貨物利用運送事業の登録を検討されている方から、非常に多くいただくご相談が
「自己資金はいくら必要ですか?」
「資金が少なくても登録できますか?」
というものです。
貨物利用運送事業は、一般貨物自動車運送事業と比べると参入ハードルが低いと言われていますが、財産要件(資金要件)を満たしていなければ登録することはできません。
この記事では、貨物利用運送事業の新規登録要件の一つである「財産要件」について、
- そもそも財産要件とは何か
- 自己資金はいくら必要なのか
- 資金の考え方と注意点
- よくあるNG例
を、行政書士の視点からわかりやすく解説します。
財産要件とは?
貨物利用運送事業の「財産要件」とは、簡単に言うと「事業を安定して運営できるだけの資金があるかどうか」を確認するための要件です。
運送業は、荷主や運送会社との契約、運賃の支払いなど、お金の流れが大きい事業です。
そのため、資金が不足している状態で事業を開始してしまうと、
- 運送会社への支払いができない
- 荷主とのトラブルにつながる
- 事業継続が困難になる
といったリスクがあります。
こうした事態を防ぐために、登録時点で一定の財産的基盤が求められているのです。
貨物利用運送事業の自己資金はいくら必要?

第1種貨物利用運送事業の財産要件について調べていると、「資産は300万円あれば登録できる」という情報を見かけることがあります。

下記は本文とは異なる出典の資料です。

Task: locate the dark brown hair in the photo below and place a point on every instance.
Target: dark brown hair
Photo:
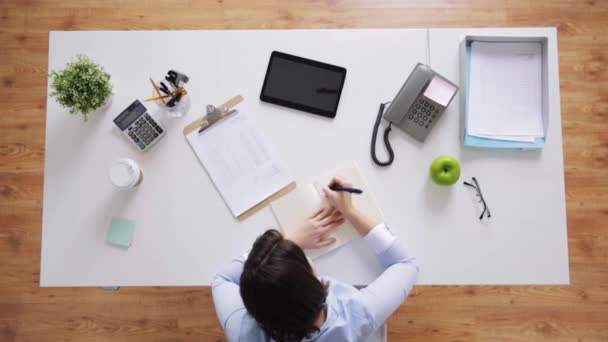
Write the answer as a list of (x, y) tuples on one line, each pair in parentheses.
[(280, 289)]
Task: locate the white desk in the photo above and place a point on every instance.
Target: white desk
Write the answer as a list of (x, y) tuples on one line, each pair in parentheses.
[(185, 233)]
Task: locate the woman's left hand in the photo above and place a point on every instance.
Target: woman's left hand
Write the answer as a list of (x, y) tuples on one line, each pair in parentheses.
[(313, 233)]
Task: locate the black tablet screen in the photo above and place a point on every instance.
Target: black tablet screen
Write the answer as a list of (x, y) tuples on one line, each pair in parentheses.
[(303, 84)]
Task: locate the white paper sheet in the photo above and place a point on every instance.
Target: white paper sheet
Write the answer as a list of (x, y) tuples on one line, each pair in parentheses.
[(241, 164), (519, 138), (505, 90)]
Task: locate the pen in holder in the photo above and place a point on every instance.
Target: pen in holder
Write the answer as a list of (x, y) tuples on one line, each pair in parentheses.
[(170, 94)]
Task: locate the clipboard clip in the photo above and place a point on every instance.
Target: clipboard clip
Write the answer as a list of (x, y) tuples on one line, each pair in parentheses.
[(215, 114)]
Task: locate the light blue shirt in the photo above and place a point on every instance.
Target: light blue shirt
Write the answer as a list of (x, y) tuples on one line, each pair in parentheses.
[(352, 314)]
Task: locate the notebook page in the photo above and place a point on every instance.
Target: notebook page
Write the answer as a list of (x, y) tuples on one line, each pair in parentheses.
[(241, 164), (505, 90), (364, 202), (293, 209)]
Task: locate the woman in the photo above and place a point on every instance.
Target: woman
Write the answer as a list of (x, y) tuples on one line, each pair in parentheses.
[(274, 293)]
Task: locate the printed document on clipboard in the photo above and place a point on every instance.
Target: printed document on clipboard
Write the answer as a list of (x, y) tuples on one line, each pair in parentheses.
[(241, 163)]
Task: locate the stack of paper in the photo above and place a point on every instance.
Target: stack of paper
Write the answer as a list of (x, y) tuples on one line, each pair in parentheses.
[(504, 99)]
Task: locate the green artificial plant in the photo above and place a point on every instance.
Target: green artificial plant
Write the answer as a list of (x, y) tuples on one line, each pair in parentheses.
[(82, 86)]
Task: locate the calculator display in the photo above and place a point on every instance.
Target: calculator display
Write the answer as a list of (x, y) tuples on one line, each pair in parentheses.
[(129, 115)]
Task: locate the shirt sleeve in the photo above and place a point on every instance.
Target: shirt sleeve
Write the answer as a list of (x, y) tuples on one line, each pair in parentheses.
[(387, 292), (227, 300)]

しかし、この理解は半分正しく、半分誤解を含んでいるため注意が必要です。
たしかに、第1種貨物利用運送事業の財産要件は、「純資産300万円以上」を有していることです。
この「純資産300万円」の考え方は、法人か個人かによって判断方法が異なります。
法人の場合|通帳残高ではなく「貸借対照表」で判断
法人名義で申請する場合は、
貸借対照表(決算書)の「純資産の部」の合計額が300万円以上あるかどうか
で判断されます。
純資産とは、
- 資本金
- 利益剰余金
などを合計したものであり、会社の財務的な基盤を示す重要な指標です。
そのため、通帳に300万円以上の残高があっても、純資産が300万円未満であれば要件を満たさないということになります。
個人事業主の場合|預貯金などの「実資産」で判断
一方、個人事業主として申請する場合は、
預貯金などの実際の資産額(支払能力)
によって判断されます。
個人の場合は法人のような決算書による統一的な判断が難しいため、
- 預金残高
- その他の資産状況
をもとに、300万円以上の資力があるかどうかが確認されます。
新設法人は特に注意
設立したばかりの法人では、
- 資本金が300万円未満
- 利益がまだ出ていない
というケースが多く、
結果として純資産が300万円に届かず、登録ができない
ということになりかねません。
そのため、法人での登録を検討している場合は、
- 資本金を300万円以上で設立する
- 必要に応じて増資を検討する
など、事前の設計が非常に重要になります。
まとめ
第1種貨物利用運送事業の財産要件は、
- 法人 → 貸借対照表の純資産300万円以上
- 個人 → 預貯金などの資産300万円以上
という形で判断されます。
そして、
「通帳残高だけでは判断できない」という点が最大のポイントです。
特に法人での申請の場合は、
- 資本金の設定
- 決算内容
によって結果が大きく変わるため、
事前にしっかりと設計しておくことが重要です。
財産要件はシンプルに見えて、実務では判断が難しいポイントです。
「この状態で登録できるのか不安」という方は、事前に専門家へご相談されることをおすすめします。